If you want something that is a close to a true carver in an all-mountain ski, here are some that come to mind:
Elan Amphibio 88xti (described in my last post)
Kastle MX88 (a little stiff as a carver for lighter guy like me)
Kastle FX94 (actually a little softer, I can get more out of it than the MX88
Nordica Steadfast (very powerful, even though it lacks metal)
Rossignol E88 (really snappy)
Blizzard 8.5ti (gotta work this ski more)

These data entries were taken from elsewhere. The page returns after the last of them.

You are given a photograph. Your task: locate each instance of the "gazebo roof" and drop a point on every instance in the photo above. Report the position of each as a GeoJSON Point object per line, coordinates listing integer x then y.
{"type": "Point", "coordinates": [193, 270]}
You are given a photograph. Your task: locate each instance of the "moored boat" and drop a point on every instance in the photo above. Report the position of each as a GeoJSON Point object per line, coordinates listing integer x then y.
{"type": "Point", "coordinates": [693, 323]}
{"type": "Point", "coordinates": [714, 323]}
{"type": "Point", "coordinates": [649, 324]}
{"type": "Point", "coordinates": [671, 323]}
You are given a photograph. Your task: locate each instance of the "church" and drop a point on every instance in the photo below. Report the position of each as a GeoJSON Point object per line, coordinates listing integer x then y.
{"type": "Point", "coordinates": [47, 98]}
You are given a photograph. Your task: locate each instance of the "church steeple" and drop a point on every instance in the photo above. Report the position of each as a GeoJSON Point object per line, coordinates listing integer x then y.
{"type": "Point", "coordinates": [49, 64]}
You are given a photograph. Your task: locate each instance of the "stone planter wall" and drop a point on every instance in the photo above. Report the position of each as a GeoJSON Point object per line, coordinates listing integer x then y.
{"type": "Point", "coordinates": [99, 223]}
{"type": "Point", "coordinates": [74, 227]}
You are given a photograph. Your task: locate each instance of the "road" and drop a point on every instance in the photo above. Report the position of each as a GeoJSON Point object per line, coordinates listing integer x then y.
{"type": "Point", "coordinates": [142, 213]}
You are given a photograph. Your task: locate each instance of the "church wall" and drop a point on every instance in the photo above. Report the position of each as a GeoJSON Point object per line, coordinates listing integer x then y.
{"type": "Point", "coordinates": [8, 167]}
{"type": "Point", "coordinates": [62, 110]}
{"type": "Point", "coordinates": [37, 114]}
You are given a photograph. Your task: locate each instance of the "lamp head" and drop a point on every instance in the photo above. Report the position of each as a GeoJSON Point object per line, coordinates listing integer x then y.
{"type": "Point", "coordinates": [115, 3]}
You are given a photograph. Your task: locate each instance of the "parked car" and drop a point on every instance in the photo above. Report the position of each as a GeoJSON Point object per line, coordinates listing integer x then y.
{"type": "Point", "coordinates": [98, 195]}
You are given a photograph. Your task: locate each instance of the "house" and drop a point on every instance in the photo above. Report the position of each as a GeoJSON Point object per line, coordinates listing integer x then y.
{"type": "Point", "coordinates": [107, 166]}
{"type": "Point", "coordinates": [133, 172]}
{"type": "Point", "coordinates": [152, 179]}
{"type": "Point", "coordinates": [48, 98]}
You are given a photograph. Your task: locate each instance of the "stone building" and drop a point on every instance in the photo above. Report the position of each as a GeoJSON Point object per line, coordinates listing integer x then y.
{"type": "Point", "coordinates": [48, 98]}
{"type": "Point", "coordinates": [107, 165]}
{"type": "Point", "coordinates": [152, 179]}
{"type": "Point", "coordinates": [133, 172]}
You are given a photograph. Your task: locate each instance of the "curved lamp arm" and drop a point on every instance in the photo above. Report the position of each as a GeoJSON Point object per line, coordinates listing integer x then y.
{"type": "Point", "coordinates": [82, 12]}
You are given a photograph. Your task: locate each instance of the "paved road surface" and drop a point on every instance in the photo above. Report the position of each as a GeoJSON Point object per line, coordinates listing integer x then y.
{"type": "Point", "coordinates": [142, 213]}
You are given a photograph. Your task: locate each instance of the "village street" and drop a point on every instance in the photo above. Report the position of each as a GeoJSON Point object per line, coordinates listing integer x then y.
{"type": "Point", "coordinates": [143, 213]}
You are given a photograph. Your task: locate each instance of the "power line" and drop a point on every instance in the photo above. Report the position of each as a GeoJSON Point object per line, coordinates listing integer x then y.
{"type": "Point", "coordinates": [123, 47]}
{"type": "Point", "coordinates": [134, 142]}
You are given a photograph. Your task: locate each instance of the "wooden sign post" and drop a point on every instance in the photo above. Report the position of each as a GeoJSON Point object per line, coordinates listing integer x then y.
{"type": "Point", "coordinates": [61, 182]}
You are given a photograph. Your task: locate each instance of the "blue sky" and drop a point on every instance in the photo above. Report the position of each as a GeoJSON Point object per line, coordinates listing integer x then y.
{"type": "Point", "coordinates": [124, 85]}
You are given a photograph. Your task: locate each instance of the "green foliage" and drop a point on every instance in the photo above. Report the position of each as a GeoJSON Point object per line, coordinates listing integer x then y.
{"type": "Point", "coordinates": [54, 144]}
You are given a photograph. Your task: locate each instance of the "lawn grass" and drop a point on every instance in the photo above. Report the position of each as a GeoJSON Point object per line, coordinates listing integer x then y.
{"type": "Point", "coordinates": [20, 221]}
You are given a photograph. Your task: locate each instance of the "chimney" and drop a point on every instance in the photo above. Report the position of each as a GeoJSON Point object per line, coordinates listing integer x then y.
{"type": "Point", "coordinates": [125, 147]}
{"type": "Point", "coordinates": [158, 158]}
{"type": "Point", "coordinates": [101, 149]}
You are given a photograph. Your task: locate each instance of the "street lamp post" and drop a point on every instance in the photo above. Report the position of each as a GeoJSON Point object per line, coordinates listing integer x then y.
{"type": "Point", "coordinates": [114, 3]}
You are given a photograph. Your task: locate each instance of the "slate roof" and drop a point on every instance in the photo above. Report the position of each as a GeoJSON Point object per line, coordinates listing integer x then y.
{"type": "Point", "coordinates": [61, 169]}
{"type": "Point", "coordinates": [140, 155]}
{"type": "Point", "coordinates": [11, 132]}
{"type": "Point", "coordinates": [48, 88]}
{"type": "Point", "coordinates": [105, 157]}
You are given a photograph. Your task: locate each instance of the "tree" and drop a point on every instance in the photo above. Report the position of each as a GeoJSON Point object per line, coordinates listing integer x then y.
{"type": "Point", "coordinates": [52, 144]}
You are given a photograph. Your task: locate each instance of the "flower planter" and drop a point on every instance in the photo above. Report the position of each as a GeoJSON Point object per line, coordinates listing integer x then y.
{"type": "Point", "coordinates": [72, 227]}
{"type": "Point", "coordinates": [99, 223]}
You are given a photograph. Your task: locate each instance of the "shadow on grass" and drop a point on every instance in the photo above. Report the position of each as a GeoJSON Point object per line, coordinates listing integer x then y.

I wouldn't recommend stuff like the Hell n' Back, BMX98, Mantra, and Bonafide to people looking for carving performance. For me, they don't pass the carver test. Yes, they have plenty of edge grip and are stable at speed, but a carver needs more than that. It isn't about how fast you can ski, or if you are holding vs. sliding on ice. A true carver needs powerful turn entry, a strong tip that really pulls the skier in with early engagement, muscular grip mid-turn, and plenty of power in the tail for release. You can see on that 88xti vid that I get released off the snow a couple of times, even though I am skiing tentatively due to the conditions and low light. Carvers do that with minimal effort, and you can really amplify it if you are skiing them aggressively and getting down the fall line with early edge angles. Basically, a real carver should mimic a race ski when on edge: surely not as aggressive, but similar feel. Think of a consumer race ski as a BMW M-series coupe: a super high performance car that is a somewhat OK daily driver. The all-mountain frontside skis are basically more like a BMW 328i X-drive: not as much raw horsepower, but still a ton of fun to drive, with a real sports car pedigree. Get into the high 90's/low 100's, and for me, they feel more akin to a BMW 5-series: sporty for an SUV, but an SUV nonetheless. Nobody is going to claim it handles as well as a 328i on a twisty canyon road. I think the X5 out-sells the 328i though in many markets, lots of people would rather own one over a 3-series, but it won't make many "best driver's car" lists.